The key for these chefs, celebrity or otherwise, is finding a way to deal with the unique challenges of airport dining: the high volume, the small operational spaces and the daily rush-rush panic of feeding people quickly before their planes leave the tarmac. “We had to work with these guys on how can you get a high-quality meal in a short amount of time,” says Johnson. “They were challenged by this.”
Airports are also embracing technology to bring passengers food in a more timely manner. About a month ago, HMSHost launched a pilot program at Phoenix Sky Harbor International Airport, where the company introduced Presto tablets to Taberna del Tequila in Terminal 4. The tablets allow diners to browse through the menu, order their own food and even pay their check without waiting for their waiter to finally put down his smartphone. Similarly, HMSHost has rolled out its B4 You Board mobile app in five airports nationwide; the technology allows travelers to order meals from select HMSHost-run restaurants in the airport and have the food delivered fresh at the gate.
The technologies, Johnson says, give travelers a small sense of control in a captive airport environment in which all sorts of unpredictable things can happen, from delayed flights to long TSA lines.
Airlines may face stiffer competition from their on-ground counterparts, but they aren’t completely giving up on food service, at least not in first-class or “premium” seats where the meals are usually included in the price of the ticket.

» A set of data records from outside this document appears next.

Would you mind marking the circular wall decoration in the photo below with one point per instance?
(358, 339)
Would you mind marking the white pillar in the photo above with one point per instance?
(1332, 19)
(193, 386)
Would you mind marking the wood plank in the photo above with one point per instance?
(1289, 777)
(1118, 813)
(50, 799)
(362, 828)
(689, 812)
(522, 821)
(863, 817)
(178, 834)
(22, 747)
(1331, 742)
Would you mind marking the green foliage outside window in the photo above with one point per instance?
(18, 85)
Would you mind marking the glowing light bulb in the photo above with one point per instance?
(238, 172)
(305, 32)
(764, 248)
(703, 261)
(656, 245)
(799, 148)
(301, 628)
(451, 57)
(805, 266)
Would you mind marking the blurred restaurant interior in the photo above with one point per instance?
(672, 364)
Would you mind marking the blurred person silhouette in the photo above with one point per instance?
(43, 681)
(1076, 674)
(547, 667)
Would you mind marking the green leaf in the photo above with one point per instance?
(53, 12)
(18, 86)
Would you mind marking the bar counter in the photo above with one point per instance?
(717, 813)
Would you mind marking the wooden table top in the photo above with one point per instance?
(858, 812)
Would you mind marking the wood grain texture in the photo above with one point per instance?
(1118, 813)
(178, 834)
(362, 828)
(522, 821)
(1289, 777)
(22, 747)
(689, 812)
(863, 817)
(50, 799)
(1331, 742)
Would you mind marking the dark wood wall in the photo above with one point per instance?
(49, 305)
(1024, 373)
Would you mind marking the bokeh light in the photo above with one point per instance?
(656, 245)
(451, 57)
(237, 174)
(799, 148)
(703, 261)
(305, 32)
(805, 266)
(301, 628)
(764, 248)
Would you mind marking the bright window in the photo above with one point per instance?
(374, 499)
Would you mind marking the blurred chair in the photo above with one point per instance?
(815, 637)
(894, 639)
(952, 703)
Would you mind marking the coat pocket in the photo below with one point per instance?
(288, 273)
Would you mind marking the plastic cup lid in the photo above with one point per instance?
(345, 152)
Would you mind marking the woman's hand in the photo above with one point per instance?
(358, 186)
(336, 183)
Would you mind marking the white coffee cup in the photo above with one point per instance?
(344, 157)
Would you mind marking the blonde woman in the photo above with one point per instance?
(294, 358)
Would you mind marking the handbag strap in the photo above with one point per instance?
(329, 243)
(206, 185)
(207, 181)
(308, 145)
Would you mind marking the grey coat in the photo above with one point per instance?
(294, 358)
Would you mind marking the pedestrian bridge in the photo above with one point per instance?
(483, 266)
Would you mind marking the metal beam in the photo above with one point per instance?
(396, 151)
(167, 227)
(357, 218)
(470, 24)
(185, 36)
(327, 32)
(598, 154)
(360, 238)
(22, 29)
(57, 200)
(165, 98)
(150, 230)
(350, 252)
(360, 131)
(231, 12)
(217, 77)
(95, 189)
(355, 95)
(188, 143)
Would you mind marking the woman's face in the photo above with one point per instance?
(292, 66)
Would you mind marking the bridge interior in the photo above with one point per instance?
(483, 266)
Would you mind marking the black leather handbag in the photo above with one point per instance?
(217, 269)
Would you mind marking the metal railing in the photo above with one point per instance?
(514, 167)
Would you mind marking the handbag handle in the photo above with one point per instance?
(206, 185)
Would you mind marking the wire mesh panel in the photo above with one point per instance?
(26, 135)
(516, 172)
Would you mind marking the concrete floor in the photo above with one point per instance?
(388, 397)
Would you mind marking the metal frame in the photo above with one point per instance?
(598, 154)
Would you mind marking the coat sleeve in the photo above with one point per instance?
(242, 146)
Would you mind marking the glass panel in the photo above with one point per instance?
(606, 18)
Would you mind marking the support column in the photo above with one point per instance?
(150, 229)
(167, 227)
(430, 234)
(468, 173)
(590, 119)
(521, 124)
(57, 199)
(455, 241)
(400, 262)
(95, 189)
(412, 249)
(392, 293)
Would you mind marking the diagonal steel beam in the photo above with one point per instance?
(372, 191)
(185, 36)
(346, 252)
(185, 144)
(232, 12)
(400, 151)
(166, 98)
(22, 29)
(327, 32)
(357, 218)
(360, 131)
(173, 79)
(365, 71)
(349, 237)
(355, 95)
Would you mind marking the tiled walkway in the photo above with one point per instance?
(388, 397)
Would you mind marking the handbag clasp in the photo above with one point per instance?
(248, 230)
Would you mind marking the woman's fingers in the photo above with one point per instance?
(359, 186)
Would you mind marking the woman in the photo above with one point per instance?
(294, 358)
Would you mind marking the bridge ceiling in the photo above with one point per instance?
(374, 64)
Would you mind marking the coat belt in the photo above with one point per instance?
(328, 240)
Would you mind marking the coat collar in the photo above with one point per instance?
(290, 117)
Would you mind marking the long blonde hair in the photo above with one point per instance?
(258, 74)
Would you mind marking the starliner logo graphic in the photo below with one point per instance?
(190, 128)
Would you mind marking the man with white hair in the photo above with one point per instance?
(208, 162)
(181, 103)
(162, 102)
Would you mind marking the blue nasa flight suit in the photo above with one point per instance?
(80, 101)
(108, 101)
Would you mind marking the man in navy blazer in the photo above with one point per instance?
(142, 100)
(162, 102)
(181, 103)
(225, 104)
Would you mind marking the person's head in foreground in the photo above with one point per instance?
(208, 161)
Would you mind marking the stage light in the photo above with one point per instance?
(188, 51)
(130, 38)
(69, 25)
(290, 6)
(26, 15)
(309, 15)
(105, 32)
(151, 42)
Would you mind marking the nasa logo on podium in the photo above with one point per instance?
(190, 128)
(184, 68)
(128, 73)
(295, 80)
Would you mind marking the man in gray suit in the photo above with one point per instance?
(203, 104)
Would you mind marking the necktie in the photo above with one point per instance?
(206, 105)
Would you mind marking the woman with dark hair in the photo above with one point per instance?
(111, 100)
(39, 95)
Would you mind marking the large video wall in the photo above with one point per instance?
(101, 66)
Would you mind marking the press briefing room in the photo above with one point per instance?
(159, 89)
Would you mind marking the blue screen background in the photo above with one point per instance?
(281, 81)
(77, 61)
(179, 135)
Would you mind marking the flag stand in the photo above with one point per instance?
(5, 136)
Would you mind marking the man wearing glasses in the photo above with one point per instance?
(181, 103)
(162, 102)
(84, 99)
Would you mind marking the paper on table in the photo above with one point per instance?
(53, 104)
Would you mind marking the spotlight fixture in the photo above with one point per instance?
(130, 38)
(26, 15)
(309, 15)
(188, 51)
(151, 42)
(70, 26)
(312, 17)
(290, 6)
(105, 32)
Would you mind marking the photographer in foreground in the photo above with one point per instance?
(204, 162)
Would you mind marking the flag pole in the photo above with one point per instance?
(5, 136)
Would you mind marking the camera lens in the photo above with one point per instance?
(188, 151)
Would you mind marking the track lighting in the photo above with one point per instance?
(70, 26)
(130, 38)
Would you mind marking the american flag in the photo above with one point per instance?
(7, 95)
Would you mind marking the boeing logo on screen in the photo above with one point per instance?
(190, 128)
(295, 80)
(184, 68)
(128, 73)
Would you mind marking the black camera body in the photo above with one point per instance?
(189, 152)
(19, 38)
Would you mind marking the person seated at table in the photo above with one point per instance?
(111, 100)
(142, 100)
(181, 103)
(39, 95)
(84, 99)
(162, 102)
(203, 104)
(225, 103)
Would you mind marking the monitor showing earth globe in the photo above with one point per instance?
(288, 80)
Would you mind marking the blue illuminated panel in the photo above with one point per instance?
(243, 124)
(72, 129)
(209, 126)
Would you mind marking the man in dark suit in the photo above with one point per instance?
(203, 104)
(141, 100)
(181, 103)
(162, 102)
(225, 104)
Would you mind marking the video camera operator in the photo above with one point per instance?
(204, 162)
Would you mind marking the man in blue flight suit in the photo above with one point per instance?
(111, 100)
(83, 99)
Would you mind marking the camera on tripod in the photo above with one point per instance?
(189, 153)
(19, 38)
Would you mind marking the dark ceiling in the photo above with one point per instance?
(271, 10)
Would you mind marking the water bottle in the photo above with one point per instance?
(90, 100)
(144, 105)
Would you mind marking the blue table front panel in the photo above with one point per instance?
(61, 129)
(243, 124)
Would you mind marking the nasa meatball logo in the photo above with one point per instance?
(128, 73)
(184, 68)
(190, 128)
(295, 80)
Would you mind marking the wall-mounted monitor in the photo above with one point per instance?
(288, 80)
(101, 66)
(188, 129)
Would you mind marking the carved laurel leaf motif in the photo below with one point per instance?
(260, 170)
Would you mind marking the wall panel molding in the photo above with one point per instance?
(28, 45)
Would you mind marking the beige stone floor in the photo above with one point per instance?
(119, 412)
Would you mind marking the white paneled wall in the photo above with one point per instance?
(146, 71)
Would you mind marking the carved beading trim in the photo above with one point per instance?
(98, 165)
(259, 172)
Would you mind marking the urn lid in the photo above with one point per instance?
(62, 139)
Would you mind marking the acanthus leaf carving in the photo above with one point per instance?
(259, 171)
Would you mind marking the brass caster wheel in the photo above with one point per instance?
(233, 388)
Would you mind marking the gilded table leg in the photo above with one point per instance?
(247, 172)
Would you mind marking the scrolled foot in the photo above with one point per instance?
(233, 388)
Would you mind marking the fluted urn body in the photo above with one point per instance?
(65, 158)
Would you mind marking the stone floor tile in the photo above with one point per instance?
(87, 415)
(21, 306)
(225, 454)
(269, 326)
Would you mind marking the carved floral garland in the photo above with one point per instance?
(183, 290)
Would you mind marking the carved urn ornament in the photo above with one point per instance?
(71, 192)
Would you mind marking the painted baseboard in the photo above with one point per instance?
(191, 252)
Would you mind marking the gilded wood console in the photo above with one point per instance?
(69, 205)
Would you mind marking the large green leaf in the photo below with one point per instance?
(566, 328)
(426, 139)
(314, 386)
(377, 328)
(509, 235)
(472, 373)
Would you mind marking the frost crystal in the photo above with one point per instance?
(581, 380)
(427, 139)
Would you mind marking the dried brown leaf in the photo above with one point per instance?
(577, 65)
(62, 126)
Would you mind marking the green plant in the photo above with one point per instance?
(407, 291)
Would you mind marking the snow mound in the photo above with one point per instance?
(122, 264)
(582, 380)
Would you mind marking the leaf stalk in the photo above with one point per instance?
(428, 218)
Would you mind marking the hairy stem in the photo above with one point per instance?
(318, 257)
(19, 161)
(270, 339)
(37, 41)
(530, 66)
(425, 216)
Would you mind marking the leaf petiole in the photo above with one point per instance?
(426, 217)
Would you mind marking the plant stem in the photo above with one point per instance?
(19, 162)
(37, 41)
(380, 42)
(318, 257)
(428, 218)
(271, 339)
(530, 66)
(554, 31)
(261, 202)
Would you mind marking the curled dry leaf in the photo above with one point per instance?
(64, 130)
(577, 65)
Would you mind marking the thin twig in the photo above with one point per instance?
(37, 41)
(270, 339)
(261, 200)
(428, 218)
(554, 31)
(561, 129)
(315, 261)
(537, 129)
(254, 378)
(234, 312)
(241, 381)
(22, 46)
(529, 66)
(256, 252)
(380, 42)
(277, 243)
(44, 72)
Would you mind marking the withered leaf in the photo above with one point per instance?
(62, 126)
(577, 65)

In fact, like restaurants inside airports, airlines are aligning themselves with celebrity chefs. American Airlines has just recruited Mexican chef Richard Sandoval to develop premium-class entrees such as halibut with truffle corn salsa and lemongrass-marinated chicken breast. Likewise, United Airlines has assembled a “Congress of Chefs,” including notables such as Bryan Caswell and Roy Yamaguchi, to help create recipes for its premium-cabin customers. United even employs a master sommelier, Doug Frost, to select wines.
And yet if you look at customer surveys, it’s often the foreign air carriers, such as Turkish Airlines or Singapore Airlines, that earn the highest marks for food. Air France, as you might suspect, is among the top airlines in terms of food quality. That’s not by accident. The airline has employed some of the finest chefs in France for special occasions and/or regular duties. Among them: Alain Ducasse, Guy Martin and Antoine Westermann. In fact, Joel Robuchon presides over Servair’s Culinary Studio, a collection of star chefs who help develop recipes and ideas for Air France’s premium-cabin passengers. The process of moving from celebrity-chef recipe to actual airline dish can be cumbersome, says Michel Quissac, corporate chef for Air France’s catering division, given the many limitations of onboard cuisine.
“Once the recipes are chosen, we work to adapt the dish to our specific constraints to find the best balance between the recipe devised by the chef and the reality of our processes,” notes Quissac. “We then carry out in-flight tests and make the necessary corrections until the recipe is consistent with the chef’s original idea. A few years ago, we tested recipes up to 18 times. Today, we finalize the recipe with an average of four trial runs.”
That, in short, is a recipe for creating memorable food, whether on the ground or 35,000 feet in the air.